2006_050074640 旧鈴木三郎助邸は二本榎通りに面して玄関を構え、「味の素記念館」として一般公開されていましたが、誠に残念なことに(趣味人にとって...)、取り壊しの後、2004年12月、「味の素グループ高輪研修センター」に装いを変えてしまいました。
今も残る釉薬タイル貼のコンクリート塀は、当時の面影を止めていますが、当時、塀の上に顔を見せる家並みが、邸内のたたずまいを伺わせていました。
この道は、高校生の時分、通学路でもありました。高輪教会の前から都バスに乗っていたのですが、この壁の奥で息を潜める邸宅の息遣いを感じながら、品川駅まで歩くのも好きでした。

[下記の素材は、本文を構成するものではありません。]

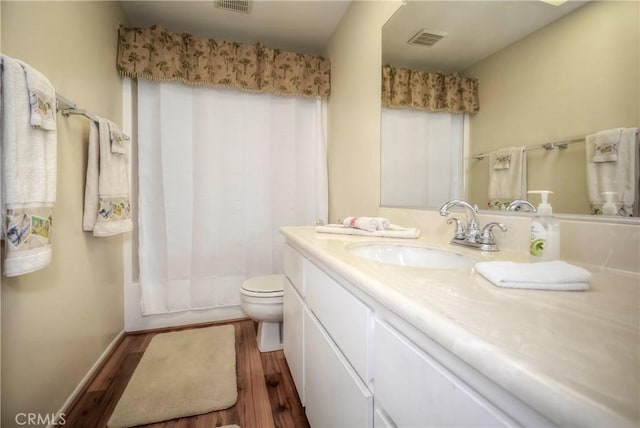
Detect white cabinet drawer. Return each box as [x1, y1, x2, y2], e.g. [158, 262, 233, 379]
[282, 244, 304, 297]
[374, 320, 514, 427]
[304, 309, 373, 428]
[282, 279, 305, 406]
[304, 260, 372, 382]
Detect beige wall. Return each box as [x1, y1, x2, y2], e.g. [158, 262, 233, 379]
[464, 2, 640, 214]
[325, 1, 400, 222]
[1, 1, 126, 427]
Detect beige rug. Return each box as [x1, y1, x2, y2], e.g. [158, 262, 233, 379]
[108, 325, 238, 428]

二本榎通りに沿って柘榴坂に向かうと、通りに面して旧北白川邸の門構えがありました。
1884(明治17)年、北白川宮家二代の能久王が、J.コンドルの手によって紀尾井町に宮邸を完成させていましたが (後に宮内省により買い上げ、1924年李王旧邸として下賜。** 06/11/30追記 => 現在の「赤坂プリンス別館」と書きましたが、うっかり、勘違いしていました。別物ですね。後者は、1930(昭和5)年竣工で、宮内省内匠寮の手によるものということです。j.コンドルの手による前者については、国立科学博物館の収蔵図面の説明によれば「煉瓦造2階建一部3階建のほぼ正方形に近い平面で、1階を接客用、2階を居住用とし、木造の和館と渡し廊下で接していた」と表現されています。)、 三代の成久王は、1909(明治42)年、明治天皇第7皇女である房子内親王を宮妃に迎え、1912(明治45)年には、ここ芝高輪南町に宮邸を竣工させています。
設計は、1911(明治44)年竣工の竹田宮邸に引き続き、宮内省内匠寮の片山東熊と木子幸三郎が手がけています。(その後、木子は1922年に独立し、1932年に前出の「鈴木三郎助邸」を設計することになります。)

2006_05040037640 ご承知のとおり、現在は、衆議院議員宿舎と新高輪プリンスホテルの敷地となっていますが、かつての痕跡は残っていなように思います。(経緯については「ミカドの肖像」に詳しい)
子供の頃、通りに面した塀の切れ間から、和館の一部を垣間見ることが出来ました。古い塀の向こうに、何故広大なゴルフ練習場があるのか、何となく不思議で、洋館(当時、東京プリンス会館)脇の門から、大人の目を気にしつつ、塀の向こうに出没したことを覚えています。
「国際館パミール」前の「門柱」と、左右の塀瓦を冠した「袖塀」が当時の雰囲気だけを伝えていますが、ホテル建築前の塀とは様式が類似しているものの、再現したものでしょう。ただ、門柱については見覚えがあるような気もするするので...(¨;)、要調査です。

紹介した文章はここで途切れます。